Lucy plopped onto the couch. "You lost me. What are you talking about?"

Frederick followed her into the living room, then spoke more slowly. "I want you to have a chance to see what my regular life is really like, so I want you to spend a week with me, on my turf, and see it for yourself. You can't decide against something if you've never tried it."

"Oh. You might have a point." She considered his offer for a moment.
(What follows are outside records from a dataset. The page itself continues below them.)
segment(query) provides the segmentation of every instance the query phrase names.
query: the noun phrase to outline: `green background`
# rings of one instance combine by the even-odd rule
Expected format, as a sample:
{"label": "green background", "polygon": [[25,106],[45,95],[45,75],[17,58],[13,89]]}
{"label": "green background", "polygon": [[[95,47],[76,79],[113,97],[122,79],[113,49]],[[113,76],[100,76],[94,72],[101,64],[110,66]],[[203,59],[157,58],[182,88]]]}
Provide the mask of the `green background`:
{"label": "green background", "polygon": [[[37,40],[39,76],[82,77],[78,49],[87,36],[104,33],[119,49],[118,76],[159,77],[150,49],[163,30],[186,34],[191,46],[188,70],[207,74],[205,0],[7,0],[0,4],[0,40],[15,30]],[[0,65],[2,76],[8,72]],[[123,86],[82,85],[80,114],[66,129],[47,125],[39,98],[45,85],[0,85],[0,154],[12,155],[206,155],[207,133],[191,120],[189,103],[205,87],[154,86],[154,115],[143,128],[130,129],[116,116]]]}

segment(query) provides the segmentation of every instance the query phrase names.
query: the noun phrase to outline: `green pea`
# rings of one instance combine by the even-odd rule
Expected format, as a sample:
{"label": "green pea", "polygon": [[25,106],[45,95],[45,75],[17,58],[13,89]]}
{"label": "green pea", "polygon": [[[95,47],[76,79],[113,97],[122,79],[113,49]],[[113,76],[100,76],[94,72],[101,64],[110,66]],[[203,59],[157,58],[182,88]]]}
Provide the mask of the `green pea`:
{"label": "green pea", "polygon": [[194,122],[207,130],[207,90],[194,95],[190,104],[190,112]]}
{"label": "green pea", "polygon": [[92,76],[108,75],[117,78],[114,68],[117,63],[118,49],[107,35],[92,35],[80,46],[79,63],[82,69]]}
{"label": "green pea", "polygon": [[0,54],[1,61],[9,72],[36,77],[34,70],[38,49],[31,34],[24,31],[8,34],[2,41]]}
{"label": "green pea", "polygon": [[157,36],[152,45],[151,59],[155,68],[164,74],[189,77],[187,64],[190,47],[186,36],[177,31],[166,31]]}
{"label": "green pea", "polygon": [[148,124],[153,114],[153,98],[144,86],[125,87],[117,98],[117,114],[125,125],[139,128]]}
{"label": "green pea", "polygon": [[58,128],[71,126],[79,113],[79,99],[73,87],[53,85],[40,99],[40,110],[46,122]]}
She unzipped her coat and pulled off her boots as she tried to decide how to respond. "What if I agree to this experiment, and at the end of it, I still don't think I can handle it?"

"I'll quit. I'll retire and move up here with you. We can have a log home built on a lake and watch the sunset together every night."

Frederick painted an appealing picture. Lucy was almost tempted to agree, but it would be the height of selfishness to do so.

"Frederick, that's crazy."

"Not as crazy as never seeing you again."

"I can't let you quit. I've seen you in front of the camera. This isn't just a job for you, it's who you are. You'd go nuts if you weren't acting. You wouldn't be you anymore." He wouldn't be the man she'd fallen in love with.

Frederick pondered for a moment. "I could commute?"

"What, see me for the odd weekend, a month straight once a year? We'd both be miserable."

"Quit pissing in my cornflakes, woman. I'm trying to make this work."

Lucy gave an exasperated bark of laughter.

"We'll just have to give our trial run our very best shot, then. And if it doesn't work?" He swallowed hard. "We know we gave it our best shot and we go our separate ways."